Shhhhh! Wide Receivers, Shhhhh!

The Media likes wide receivers to be silent.  They want them to just go out there and “do their job.”  Simply put they want them to catch the ball, get tackled, get up, and go back to the huddle. How many times have you heard Chris Berman praise an athlete that hands the ball to the referee right after they score instead of dancing in the end zone?  The media does not want to see the wide outs celebrate, talk trash, or get into off the field incidences. The media talks so poorly about the wide receivers that celebrate their accomplishments that the public starts to believe those athletes are all around just bad people.

On the other end of the spectrum the media praises the quiet receiver that goes out and just makes plays.  They say they are good team players and unselfish.  They talk so highly of these receivers and lead us to believe that these quiet assassins are outstanding individuals and great role models. 

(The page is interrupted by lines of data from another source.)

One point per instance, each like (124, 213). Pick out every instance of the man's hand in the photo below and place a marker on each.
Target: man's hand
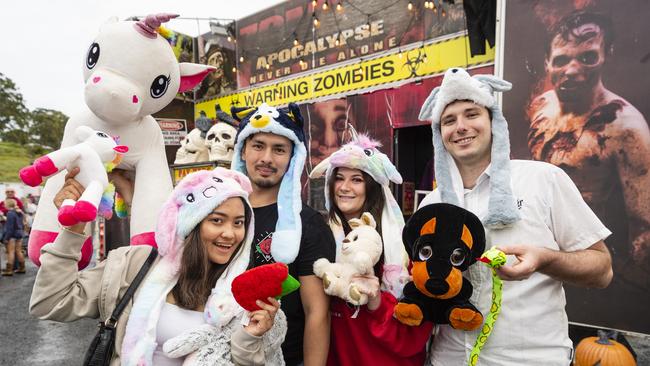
(531, 259)
(262, 320)
(369, 285)
(124, 184)
(71, 189)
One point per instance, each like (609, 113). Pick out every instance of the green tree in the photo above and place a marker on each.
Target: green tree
(46, 128)
(14, 116)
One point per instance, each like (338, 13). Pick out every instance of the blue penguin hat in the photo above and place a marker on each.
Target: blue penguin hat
(285, 122)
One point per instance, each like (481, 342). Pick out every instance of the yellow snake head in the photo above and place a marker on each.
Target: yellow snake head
(493, 257)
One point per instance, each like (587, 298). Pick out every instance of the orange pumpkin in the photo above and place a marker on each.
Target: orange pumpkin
(603, 351)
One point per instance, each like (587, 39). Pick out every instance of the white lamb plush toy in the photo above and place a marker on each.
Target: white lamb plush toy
(360, 251)
(92, 154)
(130, 72)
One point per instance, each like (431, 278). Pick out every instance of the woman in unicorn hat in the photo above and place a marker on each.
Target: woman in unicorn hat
(204, 234)
(357, 179)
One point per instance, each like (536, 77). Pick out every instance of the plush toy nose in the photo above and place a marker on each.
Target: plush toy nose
(121, 149)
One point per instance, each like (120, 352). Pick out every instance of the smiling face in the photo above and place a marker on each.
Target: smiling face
(349, 192)
(466, 132)
(223, 230)
(267, 157)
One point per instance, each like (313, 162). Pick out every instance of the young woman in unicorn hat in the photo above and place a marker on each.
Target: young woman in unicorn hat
(357, 178)
(204, 233)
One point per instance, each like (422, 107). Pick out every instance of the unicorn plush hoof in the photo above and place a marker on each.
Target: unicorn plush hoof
(84, 211)
(65, 216)
(45, 166)
(30, 176)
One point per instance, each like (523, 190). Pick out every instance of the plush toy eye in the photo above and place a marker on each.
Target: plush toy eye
(425, 253)
(93, 55)
(159, 86)
(457, 257)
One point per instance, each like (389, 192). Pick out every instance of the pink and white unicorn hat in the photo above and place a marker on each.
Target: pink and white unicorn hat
(363, 154)
(191, 201)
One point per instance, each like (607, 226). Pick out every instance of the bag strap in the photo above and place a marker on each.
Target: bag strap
(131, 290)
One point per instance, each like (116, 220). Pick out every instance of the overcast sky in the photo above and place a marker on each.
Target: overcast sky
(44, 41)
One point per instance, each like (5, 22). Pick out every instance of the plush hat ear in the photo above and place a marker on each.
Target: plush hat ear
(426, 112)
(166, 228)
(81, 133)
(367, 219)
(240, 178)
(295, 115)
(320, 169)
(240, 113)
(355, 223)
(495, 83)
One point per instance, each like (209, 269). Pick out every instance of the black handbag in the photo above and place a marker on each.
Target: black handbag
(101, 348)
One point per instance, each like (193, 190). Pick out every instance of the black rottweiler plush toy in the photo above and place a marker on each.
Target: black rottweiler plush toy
(442, 241)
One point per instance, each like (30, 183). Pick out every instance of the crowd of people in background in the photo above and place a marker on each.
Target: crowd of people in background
(16, 217)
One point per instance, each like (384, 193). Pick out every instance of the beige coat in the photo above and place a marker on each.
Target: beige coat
(62, 293)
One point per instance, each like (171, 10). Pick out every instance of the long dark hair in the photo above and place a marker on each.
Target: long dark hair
(197, 274)
(374, 203)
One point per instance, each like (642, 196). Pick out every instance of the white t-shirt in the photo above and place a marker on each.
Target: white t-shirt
(532, 328)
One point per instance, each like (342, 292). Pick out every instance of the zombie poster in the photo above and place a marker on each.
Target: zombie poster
(297, 35)
(214, 49)
(579, 101)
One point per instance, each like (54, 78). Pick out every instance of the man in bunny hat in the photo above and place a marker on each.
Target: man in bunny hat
(270, 150)
(531, 210)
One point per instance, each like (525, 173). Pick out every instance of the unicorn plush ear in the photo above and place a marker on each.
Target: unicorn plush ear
(367, 219)
(240, 113)
(240, 178)
(81, 133)
(320, 169)
(192, 75)
(166, 228)
(427, 108)
(296, 116)
(495, 83)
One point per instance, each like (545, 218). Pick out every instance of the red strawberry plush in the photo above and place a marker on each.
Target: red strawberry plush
(259, 283)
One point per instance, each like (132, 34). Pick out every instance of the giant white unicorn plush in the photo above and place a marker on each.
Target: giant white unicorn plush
(95, 153)
(130, 72)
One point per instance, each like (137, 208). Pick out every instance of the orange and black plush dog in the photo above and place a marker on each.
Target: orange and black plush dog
(442, 240)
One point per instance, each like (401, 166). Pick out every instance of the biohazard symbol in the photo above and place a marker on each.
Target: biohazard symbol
(414, 61)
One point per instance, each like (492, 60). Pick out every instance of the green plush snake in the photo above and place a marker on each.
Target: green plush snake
(493, 258)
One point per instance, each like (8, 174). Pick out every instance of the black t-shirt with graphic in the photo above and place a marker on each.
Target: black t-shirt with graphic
(317, 242)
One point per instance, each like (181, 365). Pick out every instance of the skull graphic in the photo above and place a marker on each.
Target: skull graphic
(220, 140)
(193, 149)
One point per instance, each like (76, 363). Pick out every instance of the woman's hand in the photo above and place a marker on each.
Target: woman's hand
(369, 285)
(71, 190)
(262, 320)
(124, 184)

In my opinion I have no idea why the media believes the reserved, quiet receiver is a better athlete and better person than the loud, flamboyant one.  A perfect example of why this is not true is Marvin Harrison.

Marvin Harrison is a paradigm of a receiver that just did what he was told.  The media loved him because he did not act like Chad Johnson and  Terrell Owens.  They labeled him as good guy, a classy standup individual that would never get into trouble off the field, a perfect example for young athletes everywhere.  That all changed on April 28, 2008.

The facts about the incident that happened that night are hazy but this is what was reported.  On the night of the 28th Marvin Harrison got into an argument at 5:00 PM at Playmakers, a bar he owns in Philadelphia.  The man left the bar and Harrison followed.  Gunshots rang out and the other man was shot in the hand and flying glass that resulted from a car window getting shot gave a young girl minor cuts.  Police came to the scene but neither victim identified a shooter. Ballistic tests showed that the bullets came from a very rare custom-made Belgian pistol.  Guess who owned one?  Mr. Quiet Marvin Harrison.

It gets worse for Harrison.  He admitted to the police that he did own such a gun but he stated that it never left his house.  The police searched a car-wash owned by Harrison and found the gun in a bucket. The gun had recently discharged several bullets, which were a perfect match with those fired at the scene of the crime. 

After all of this, Marvin Harrison was never charged with Attempted Murder.  The harshest penalty he is facing right now is $100,000 lawsuit from the victim.

I bet a majority of you out there and the average sports fan never even heard of this incident.  The ones who did hear about it were shocked.  I was even shocked.  No one expected this from Harrison because he was always such a good guy… or the media led us to believe he was a good guy.

Marvin Harrison is having probably his worst season in the last several years.  Sports analysts are blaming this on age.  Not one has stated that maybe his mind is elsewhere and he can’t focus because he shot someone.  It still seems the media has some allegiance to this guy.  I know a man is not guilty until proven so, but if this was Chad Johnson or Terrell Owens the media would be camping outside their houses and the story would be run 24/7 on every news network. The police would have to arrest either of them because of how much attention the story would get.  If they didn’t charge either of them the media would crush the police department and claim they let them off due to Johnson or Owens being famous and/or wealthy.

You can hate Chad Johnson and Terrell Owens for their over the top dramatics on the field but neither of them have ever been on the wrong side of the law, so don’t let the media convince you that they are bad people. 

Maybe it is the quiet ones we should be worried about.